By Teresa Nicolson
A major challenge in hearing research is to understand how structures known as ‘hair bundles’ are formed in the cochlea. Hair bundles have a crucial role in the detection of sound and the conversion of mechanical signals (that is, sound waves) into electrical signals. The cochlea contains two types of hair cells – inner and outer – and a hair bundle protrudes from the top of every hair cell. Each hair bundle consists of a collection of smaller hair-like structures called stereocilia that line up in rows within the bundle to form a structure that resembles a staircase (Figure 1). The stereocilia are filled with filaments made of the protein actin.
Through studies of deaf patients, geneticists have made remarkable progress in identifying genes that are required for hearing (see hereditaryhearingloss.org). Many of the corresponding proteins are important for the function of hair cells and more than a dozen of them have roles in the hair bundle; these proteins include several myosin motor proteins that differ from the conventional myosin motors that are found in muscle cells. Hair cells actually produce two versions (or isoforms) of one of these unconventional myosin motors, myosin 15 (Wang et al., 1998; Liang et al., 1999). One of these isoforms has a large (134kD) extension at its N-terminus, but the role played by this extension in hair cells has long been a mystery.

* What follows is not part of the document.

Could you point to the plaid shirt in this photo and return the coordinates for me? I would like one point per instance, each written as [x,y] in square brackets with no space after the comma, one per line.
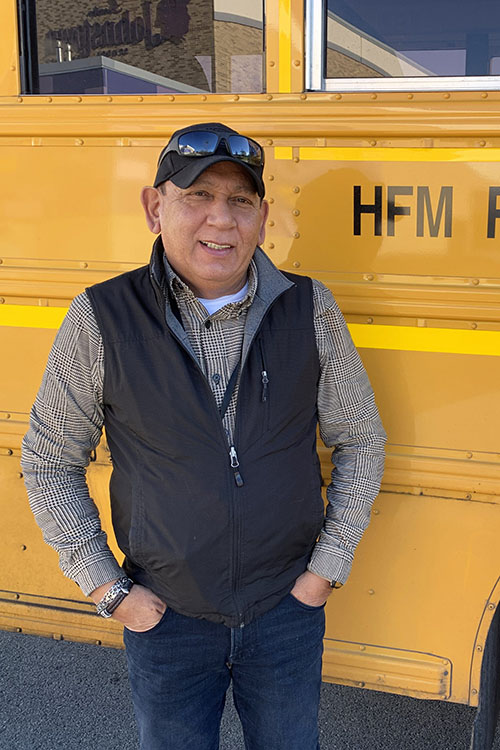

A clue to the importance of the extension is provided by the fact that mutations in the gene (exon 2) that encodes the additional amino acids in the extension cause deafness in humans (Nal et al., 2007). To explore the role of this extension Jonathan Bird and co-workers – including Qing Fang as first author – have compared mice in which the myosin 15 proteins have the extension (isoform 1) and mice in which they do not (isoform 2; Fang et al., 2015).
Previously our knowledge about the function of myosin 15 was based on studies of mice with a mutant shaker2 gene: this mutation leads to defective hair cells in both the cochlea and the vestibular system, which is the part of the ear that controls balance. (The name shaker was coined to describe the unsteady movements seen in these mice). The shaker2 mutation effects both isoforms of myosin 15 and prevents the stereocilia growing beyond a certain height (Probst et al., 1998). The staircase-like structure seen in normal hair bundles is not seen in the shaker2 mice.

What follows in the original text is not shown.